Life with the oldest sister who loves theater and fashion, a boy who has Hypoplastic Left heart Syndrome, now Heart transplant and partial Liver from Aspergillius, but thinks fishing and electronics rule. The most amazing middle-child-sister-aspiring artist. Also, a girl and her Tethered Spinal Cord Syndrome, Neuro Endocrine Cell Hypoplasia, Lumbar Hemangioma, asymmetrical gluteal cleft, Pectus Carinatum who loves littlest pet shops, American girl dolls, playdates. And one yummy baby brother who has a coarctation and bicuspid valve and thinks super heroes are the best.

Wednesday, May 7, 2014


#1. Wanna know what stinks?? (Besides skunks and fluffs) having a bike ride cancelled that you were really looking forward to. I know Jeff won't be disappointed long because he knows it's trivial... But, it was still a bummer.. Luckily, we have it mostly resolved and he is going to rock a new one the next week, thanks to my little sisters help... Then the Ghost ride 100 is still taking place, it's just been moved to August. I hate to even see Jeff disappointed. He posted something about it on FB, but left it kind of a open statement.. It made his friends sort of panic. So in the future he will be stating why he is disappointed as not to cause alarm:) 

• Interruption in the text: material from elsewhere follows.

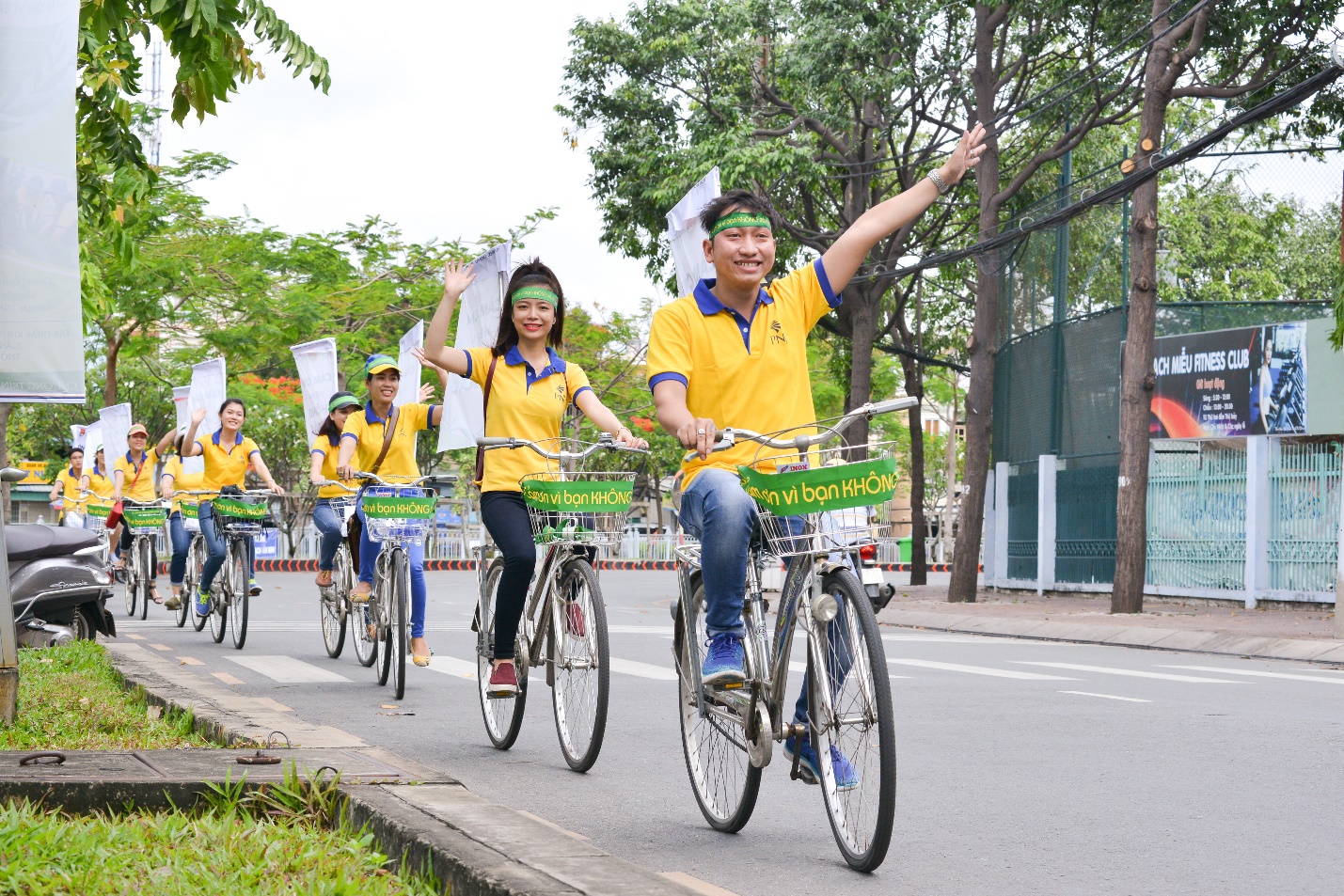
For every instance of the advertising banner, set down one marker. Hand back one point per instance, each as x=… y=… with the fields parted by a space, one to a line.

#2. We got the results back. Alex's body did not respond to IVIG. He is still 85% sensitized. As brick-wall-ish as this feels, there are so many things that can be worse... It is, what it is. I am always pretty frustrated on bad news days. With a little sleep I see a little clearer and can make heads and tails of information. This means that our chances of matching a heart to Alex will be pretty slim. It means watching him deteriorate. It means we have fewer options. It doesn't mean we give up hope. It doesn't mean we stop living each day like we are normal people. When Alex prays he asks that, Teagan and He get new hearts soon. He prays for friends that are sick. Everyday is a gift. 
His new medicine did improve his liver count. See, some good in there amongst the ick.

#3.   I went to follow up and it looks like my issue has stumped my doctor.. Ha! He hasn't ever seen what has happened to me, happen before. He isn't a young guy either. We are all about crazy at our house. So I have to take it easy still. I can't believe these words as I am typing them but.... I miss working out and would really like to be better already... You don't appreciate your body until something isn't working full speed. I get to go back in ten days. In the mean time I am on a mission to research and get myself better. Luckily I have some great friends who have been through this too and I am asking them a zillion questions. 

That's our three... Glad that's over, now on to good:)

1 comment:

The Simmons Family said...

Darn Antibodies..hang in there. They could just drop on their own or over time!!